Ajay
Ajay

Reputation: 18431

Allow a mock class to inherit from a final class

We may declare a final/sealed non-inheritable class using the new C++ keyword final.

class Generator final
{

};

This class may inherit from other, may or may not have virtual (inherited or not). But, how to make it final, yet allow one class to inherit from it?

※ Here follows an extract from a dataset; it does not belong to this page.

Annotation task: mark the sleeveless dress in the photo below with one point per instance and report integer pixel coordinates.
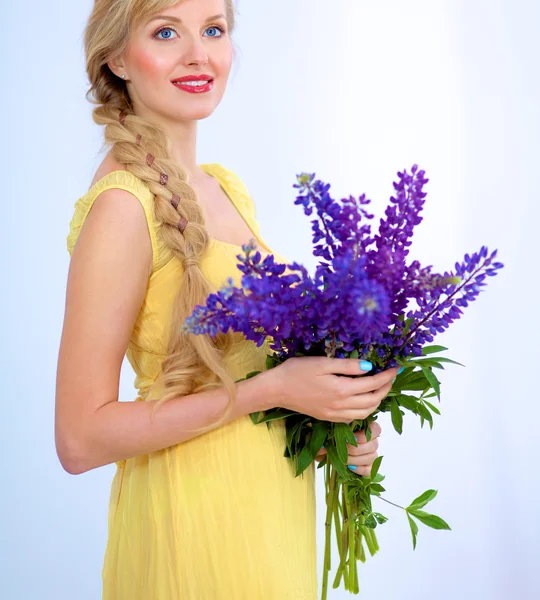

We mostly need to derive a mock class from real class (with or without late-binding, hence virtual isn't important). How to make it work:

class MockGenerator : Generator{};

But disallow any other inheritance?

Upvotes: 4

Views: 4572

Answers (3)

Sam
Sam

Reputation: 180

If you need to create mock class it for unit-testing, then you can try Typemock Isolator++. Because it easily handles with final classes. You don't even need to change something in you production code (like creation of separate mock class). I've created simple test to demonstrate it:

class Generator final
    {
        public:
            int foo()
            {
                return 0;
            }
    };

    TEST_METHOD(TestFinal)
    {
        Generator* generator = FAKE<Generator>();
        WHEN_CALLED(generator->foo()).Return(1);

        int result = generator->foo();

        Assert::AreEqual(1, result);
    }

Hope it can be useful for you.

Upvotes: 1

stefaanv
stefaanv

Reputation: 14392

One possibility: use a define for final and define it as empty when generating the test environment.

#ifdef MOCK
#define CLASS_FINAL
#else
#define CLASS_FINAL final
#endif

edit: I agree with the comment of utnapistim: this is not a recommendation, just a technical possibility (but at least better than #define final).

Upvotes: 5

utnapistim
utnapistim

Reputation: 27385

But, how to make it final, yet allow one class to inherit from it?

That's not possible.

We mostly need to derive a mock class from real class (with or without late-binding, hence virtual isn't important).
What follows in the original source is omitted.